Eppure è bastato un barlume di possibile accordo tra i partiti sulla riforma costituzionale per far scattare il riflesso pavloviano di chi da vent’anni crede che riforme e berlusconismo siano sinonimi: e giù allarmi di svolta autoritaria, pericoli di scorciatoie carismatiche, mobilitazioni in difesa della Costituzione più bella del mondo, che non si tocca perché non è cosa vostra (dunque è cosa nostra?). Siccome è impossibile dipingere la Francia semi-presidenziale come una Repubblica delle banane, allora si lascia intendere che lo sia l’Italia, malata cronica di autoritarismo e sempre in cerca di un nuovo duce. Gli stessi che sostenevano l’improbabile tentativo di Bersani di reclamare Palazzo Chigi con l’argomento che in Francia Hollande aveva ottenuto l’Eliseo con il 29% dei voti al primo turno, ora inorridiscono all’idea del secondo turno e dell’Eliseo. Chi ha speso anni a raccomandare una radicale rigenerazione della nostra democrazia rappresentativa, ora si accontenterebbe di una «manutenzione». Non è questione di sistemi. Hanno respinto a turno anche il modello americano perché dà troppi poteri al presidente, l’inglese perché ne dà troppi al premier e il tedesco perché ne dà troppi al cancelliere. Ora bocciano il francese per salvare l’unico potere cui tengono: il loro potere di veto.

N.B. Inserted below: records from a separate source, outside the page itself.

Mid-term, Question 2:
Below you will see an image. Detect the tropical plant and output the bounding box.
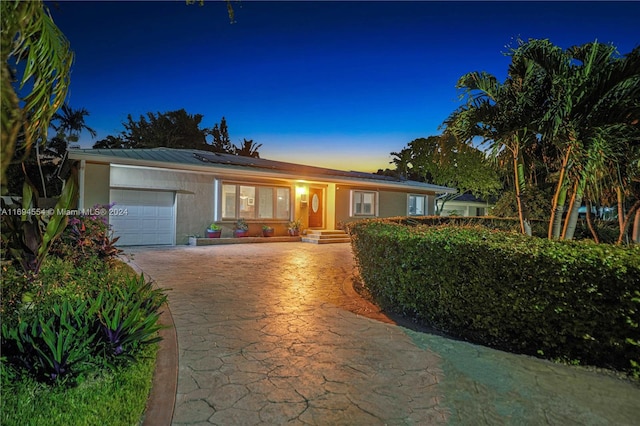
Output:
[0,0,73,192]
[51,205,122,265]
[391,134,502,215]
[236,219,249,231]
[2,300,96,382]
[444,49,546,235]
[513,40,640,239]
[2,169,78,275]
[287,219,302,231]
[47,103,97,156]
[233,139,262,158]
[95,275,166,362]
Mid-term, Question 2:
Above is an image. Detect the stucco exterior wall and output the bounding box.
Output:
[335,185,435,223]
[78,163,109,209]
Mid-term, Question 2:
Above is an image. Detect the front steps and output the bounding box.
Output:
[302,229,351,244]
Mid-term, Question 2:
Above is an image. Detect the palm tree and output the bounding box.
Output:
[51,103,97,150]
[0,0,73,192]
[514,40,640,239]
[390,148,413,179]
[444,55,548,235]
[234,139,262,158]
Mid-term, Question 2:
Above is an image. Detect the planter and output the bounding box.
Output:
[207,229,222,238]
[233,229,249,238]
[262,228,276,237]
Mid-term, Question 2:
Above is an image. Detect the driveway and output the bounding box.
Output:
[128,243,640,425]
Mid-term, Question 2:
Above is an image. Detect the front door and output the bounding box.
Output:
[309,188,324,228]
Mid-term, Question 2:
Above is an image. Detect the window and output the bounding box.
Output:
[351,191,378,216]
[409,194,427,216]
[221,183,291,220]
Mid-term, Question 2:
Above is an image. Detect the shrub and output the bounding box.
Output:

Qualche giorno fa il governatore Visco ha detto che l’arretramento del nostro Paese dipende dal fatto che da 25 anni non riusciamo più a «rispondere agli straordinari cambiamenti geopolitici, tecnologici e demografici» del mondo. Più o meno la data a partire dalla quale la nostra politica ha cominciato a dividersi tra chi vorrebbe cambiare tutto per non cambiare nulla e chi pensa di fargli un dispetto non cambiando davvero mai nulla. Sarebbe ora di accettare l’idea che anche una comunità, come tutti gli esseri viventi, può perire per paura di cambiare.